Bertrand est un peintre éternellement fauché, qui vit aux crochets de quelques rares contacts qui supportent sa misanthropie. Car le jeune homme en mal de reconnaissance est avant tout autocentré, persuadé que son style pictural est aussi génial qu’incompris. Progressivement, les événements s’enchaînent pour Bertrand, qui va tout autant se découvrir des envies de sang qu’attirer l’attention d’un mécène venu d’Europe Centrale. Tout cela est-il le fruit de son imagination (et d’une folie qui s’exprime), ou est-il réellement en train de développer des pouvoirs et des pulsions inattendues ? Et pourquoi tout le ramène sans cesse à ce vieux carnet, hérité de son grand-père ?
Après leur nouvelle traduction du Vampyre de Polidori, les Forges de Vulcain croisent une fois encore la route des vampires. Ce cinquième livre de Romain Ternaux est également le troisième pour la maison d’édition, après L’Histoire du Gourou devenu Loser et Spartacus, biographie déjantée du personnage historique. L’auteur, de l’avis de l’éditeur, flirte avec le grotesque et l’absurde, avec une composante relativement trash. De fait, ce n’est pas I Am Vampire qui contredira ces quelques éléments de style, pour qui ne connaît pas encore la prose de l’auteur. Car la geste de Bertrand, artiste solitaire et malsain, se pare rapidement de certains excès. Excès dans la forme, les péripéties s’enchaînant sans réel temps mort, mais aussi dans le fond, la misanthropie du personnage comme l’évolution qu’il subit le conduisant à une débauche de violence qui ne trouvera d’explication que dans la dernière partie de son périple.

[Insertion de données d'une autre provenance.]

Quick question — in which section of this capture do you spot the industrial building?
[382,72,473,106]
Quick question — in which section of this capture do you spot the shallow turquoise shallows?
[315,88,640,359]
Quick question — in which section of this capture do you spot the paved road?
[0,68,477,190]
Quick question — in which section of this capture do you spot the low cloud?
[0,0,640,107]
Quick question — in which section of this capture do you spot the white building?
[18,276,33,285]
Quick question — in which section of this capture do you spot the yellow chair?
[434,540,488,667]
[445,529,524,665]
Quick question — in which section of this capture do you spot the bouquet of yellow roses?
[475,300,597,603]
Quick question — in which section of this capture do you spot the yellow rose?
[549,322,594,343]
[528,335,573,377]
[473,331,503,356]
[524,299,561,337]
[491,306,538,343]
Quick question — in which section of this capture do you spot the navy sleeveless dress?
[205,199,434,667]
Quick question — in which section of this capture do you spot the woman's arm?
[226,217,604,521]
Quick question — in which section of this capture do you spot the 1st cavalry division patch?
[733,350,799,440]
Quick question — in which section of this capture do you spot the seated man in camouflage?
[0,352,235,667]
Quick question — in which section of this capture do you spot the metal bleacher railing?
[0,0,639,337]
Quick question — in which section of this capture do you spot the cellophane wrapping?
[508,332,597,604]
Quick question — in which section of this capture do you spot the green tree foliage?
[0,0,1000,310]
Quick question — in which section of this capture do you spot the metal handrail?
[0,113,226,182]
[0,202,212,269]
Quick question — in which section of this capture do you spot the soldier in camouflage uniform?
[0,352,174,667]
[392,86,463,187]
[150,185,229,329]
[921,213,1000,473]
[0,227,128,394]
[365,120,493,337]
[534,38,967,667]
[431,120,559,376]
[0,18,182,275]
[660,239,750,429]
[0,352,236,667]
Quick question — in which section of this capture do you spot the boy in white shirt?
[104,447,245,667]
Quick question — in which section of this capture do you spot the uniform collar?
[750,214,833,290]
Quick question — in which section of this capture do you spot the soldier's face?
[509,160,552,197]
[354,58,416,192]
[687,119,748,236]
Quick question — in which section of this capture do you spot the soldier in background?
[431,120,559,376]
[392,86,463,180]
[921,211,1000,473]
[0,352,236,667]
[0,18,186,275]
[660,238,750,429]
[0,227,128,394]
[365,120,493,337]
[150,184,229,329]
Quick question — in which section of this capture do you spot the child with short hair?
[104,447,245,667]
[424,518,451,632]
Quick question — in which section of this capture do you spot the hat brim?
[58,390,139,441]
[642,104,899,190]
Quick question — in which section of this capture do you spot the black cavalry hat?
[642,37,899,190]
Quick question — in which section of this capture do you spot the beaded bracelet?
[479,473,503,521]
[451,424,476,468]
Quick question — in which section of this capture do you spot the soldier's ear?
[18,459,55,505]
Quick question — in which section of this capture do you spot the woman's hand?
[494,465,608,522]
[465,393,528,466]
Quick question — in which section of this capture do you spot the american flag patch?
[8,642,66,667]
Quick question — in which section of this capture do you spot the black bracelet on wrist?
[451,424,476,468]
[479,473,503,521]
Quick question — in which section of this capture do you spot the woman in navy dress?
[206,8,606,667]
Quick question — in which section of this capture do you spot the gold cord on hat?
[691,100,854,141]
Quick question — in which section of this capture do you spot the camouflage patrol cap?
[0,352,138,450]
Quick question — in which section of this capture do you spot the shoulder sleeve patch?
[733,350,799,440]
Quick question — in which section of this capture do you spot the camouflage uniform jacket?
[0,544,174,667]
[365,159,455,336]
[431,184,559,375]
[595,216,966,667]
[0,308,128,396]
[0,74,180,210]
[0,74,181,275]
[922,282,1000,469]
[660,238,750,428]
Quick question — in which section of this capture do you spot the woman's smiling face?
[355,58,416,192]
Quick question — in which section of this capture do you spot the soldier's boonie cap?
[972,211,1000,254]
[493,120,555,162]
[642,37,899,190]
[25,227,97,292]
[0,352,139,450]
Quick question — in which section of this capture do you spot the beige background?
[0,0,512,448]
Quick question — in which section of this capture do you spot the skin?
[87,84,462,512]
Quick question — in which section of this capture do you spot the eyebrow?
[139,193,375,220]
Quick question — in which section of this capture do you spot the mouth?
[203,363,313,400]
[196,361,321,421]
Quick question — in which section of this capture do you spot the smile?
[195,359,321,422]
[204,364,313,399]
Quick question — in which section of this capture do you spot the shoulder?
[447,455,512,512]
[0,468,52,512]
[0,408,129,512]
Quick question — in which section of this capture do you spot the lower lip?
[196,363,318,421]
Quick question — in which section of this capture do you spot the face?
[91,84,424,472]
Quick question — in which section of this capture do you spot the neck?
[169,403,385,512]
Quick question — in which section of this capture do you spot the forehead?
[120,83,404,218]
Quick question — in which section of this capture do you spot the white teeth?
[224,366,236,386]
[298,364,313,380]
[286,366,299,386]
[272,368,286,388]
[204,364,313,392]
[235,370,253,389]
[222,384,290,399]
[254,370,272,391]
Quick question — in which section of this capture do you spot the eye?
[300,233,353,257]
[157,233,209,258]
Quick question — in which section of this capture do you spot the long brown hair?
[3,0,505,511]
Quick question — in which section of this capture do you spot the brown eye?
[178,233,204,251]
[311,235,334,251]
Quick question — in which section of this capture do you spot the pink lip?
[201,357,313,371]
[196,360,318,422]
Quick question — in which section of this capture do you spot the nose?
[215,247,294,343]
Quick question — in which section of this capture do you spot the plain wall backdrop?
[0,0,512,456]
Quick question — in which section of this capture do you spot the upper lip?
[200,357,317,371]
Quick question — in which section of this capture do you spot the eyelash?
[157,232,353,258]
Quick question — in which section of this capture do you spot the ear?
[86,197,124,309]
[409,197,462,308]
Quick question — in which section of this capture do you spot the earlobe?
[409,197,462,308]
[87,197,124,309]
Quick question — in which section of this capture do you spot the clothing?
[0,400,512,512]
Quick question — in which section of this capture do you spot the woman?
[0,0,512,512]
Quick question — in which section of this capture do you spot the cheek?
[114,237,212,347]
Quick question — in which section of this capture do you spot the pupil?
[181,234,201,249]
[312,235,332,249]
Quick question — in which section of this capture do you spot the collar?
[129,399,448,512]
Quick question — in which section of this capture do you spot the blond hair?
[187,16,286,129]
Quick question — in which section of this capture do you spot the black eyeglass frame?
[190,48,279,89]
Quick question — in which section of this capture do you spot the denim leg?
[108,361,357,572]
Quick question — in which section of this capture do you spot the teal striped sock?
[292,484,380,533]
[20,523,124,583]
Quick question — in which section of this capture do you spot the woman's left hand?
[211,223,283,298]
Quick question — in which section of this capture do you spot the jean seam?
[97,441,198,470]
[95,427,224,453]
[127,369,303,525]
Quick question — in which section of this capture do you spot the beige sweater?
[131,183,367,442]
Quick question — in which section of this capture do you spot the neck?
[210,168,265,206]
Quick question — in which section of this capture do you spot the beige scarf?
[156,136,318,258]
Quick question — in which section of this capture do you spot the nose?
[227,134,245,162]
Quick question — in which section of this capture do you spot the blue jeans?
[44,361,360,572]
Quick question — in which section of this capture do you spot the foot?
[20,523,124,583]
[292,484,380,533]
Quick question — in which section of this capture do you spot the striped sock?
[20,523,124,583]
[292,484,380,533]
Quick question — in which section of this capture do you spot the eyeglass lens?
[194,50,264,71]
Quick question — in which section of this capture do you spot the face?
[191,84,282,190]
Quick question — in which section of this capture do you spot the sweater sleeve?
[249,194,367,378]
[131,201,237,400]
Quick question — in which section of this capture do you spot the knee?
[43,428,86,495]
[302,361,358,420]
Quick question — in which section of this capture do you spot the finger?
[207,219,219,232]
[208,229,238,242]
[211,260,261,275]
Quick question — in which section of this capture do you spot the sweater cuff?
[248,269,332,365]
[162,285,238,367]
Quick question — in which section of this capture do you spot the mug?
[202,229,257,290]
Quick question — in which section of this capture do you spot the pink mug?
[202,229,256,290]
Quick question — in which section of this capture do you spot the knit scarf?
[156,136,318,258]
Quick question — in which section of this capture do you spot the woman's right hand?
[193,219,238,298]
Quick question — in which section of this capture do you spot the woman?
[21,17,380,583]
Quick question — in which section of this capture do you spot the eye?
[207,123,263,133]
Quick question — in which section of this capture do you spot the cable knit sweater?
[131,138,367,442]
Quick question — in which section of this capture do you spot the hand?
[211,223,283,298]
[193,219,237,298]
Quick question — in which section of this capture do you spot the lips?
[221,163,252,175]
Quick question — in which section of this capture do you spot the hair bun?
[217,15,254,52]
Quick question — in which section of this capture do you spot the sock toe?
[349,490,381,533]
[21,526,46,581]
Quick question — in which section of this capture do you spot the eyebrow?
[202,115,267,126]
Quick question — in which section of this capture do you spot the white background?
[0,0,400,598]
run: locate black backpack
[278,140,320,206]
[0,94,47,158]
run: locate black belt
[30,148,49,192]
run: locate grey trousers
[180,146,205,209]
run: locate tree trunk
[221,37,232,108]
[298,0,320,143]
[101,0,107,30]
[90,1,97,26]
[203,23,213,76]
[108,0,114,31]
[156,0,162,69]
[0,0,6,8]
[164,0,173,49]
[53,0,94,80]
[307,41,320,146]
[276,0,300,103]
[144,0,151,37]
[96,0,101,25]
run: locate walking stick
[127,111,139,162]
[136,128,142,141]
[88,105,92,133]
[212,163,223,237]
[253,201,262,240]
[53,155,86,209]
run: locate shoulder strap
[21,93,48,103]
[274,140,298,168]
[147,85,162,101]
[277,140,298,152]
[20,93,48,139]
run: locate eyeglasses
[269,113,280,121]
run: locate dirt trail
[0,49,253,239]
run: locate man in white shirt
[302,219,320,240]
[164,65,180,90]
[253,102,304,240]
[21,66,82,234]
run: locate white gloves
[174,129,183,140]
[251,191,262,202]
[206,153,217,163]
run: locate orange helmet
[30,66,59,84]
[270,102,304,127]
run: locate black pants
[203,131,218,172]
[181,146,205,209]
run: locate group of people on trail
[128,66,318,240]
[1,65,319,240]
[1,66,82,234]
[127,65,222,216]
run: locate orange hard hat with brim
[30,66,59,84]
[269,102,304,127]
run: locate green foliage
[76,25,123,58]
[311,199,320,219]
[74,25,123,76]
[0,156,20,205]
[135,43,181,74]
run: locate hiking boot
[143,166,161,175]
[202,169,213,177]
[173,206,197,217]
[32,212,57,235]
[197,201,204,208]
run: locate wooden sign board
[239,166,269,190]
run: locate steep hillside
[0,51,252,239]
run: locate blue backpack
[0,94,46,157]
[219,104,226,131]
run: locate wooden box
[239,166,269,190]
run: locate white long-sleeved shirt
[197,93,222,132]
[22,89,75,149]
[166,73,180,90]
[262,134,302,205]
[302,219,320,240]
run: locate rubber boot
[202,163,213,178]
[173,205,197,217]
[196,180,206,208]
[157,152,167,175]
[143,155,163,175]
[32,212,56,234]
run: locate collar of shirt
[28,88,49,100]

Il faut avouer que même si la trame est parfois abracadabrantesque, la plume de Romain Ternaux ne manque pas d’efficacité, portée par une narration à la première personne. Quoi de plus logique quand il s’agit d’accompagner le personnage au cœur de la folie, et ce même s’il n’y a rien en lui pour attiser l’envie de s’identifier. Cela n’empêche pas d’être tiré par l’auteur d’un bout à l’autre du récit, même si le dernier tiers, à partir du moment où Bertrand arrive au château de Barbec, commence à voir la narration s’essouffler.
Pour ce qui est de la mythologie du vampire, Bertrand ressent progressivement une appétence pour le sang. Pour autant, il ne semble pas avoir de problèmes pour se déplacer la journée, même si son rythme habituel de vie le conduit davantage à sortir la nuit. Il développe en parallèle certains pouvoirs spéciaux, comme une force physique décuplée, et une vitesse hors du commun. Et on finira par découvrir que tout cela pourrait bien trouver son origine dans la généalogie du personnage. Niveau métaphorique, il y a également quelque chose de vampirique dans la manière dont Bertrand vit, même avant que ce qui fait de lui un vampire ne fasse surface. Ne vit-il pas aux crochets de Yann ?
Un roman aussi court (160 pages) que rythmé, qui joue avec la figure du vampire et égratigne au passage l’art contemporain, et la mercantilisation dont il fait l’objet. Il y a du style chez Romain Ternaux, et une manière directe de confronter le lecteur avec ce qu’est le personnage. Pour autant, je trouve que l’ensemble finit par s’épuiser, même si le livre tire son épingle du jeu par son côté déjanté.
Romain Ternaux est un jeune romancier français dont les écrits se caractérisent par une grande modernité et un vocabulaire populaire très imaginatif. Après s’être attaqué à Spartacus et à un loser devenu gourou, il s’est penché sur la figure vampirique.
Au travers de l’histoire de Bertrand, jeune peintre incompris donc génial (de son point de vue), nous assistons à une drôle de comédie émargeant clairement dans le burlesque. A la suite de la découverte d’un carnet de croquis ayant appartenu à son arrière-grand-père, et de différents refus au niveau professionnel, Bertrand agresse à coups de dents plusieurs personnes. En compagnie de son ami Yann, un militaire à l’attitude étrange, il va rentrer en contact avec M. Barbec, un mécène dont le château au coeur des Carpathes rappelle certaines histoires à dents longues…
L’écriture de Romain Ternaux ne s’embarrasse d’aucune contrainte : ni de vraisemblance, ni de mesure, ni ne détails. Dans ce -très court- roman, il livre un récit très nerveux, mettant en scène un suceur de sang dont la métamorphose est soumise à ses (sautes d’) humeurs, et dont les pouvoirs (grande force, capacité de grimper sur les murs ou de passer au travers) sont à peine contrebalancés par les effets négatifs de la lumière du jour.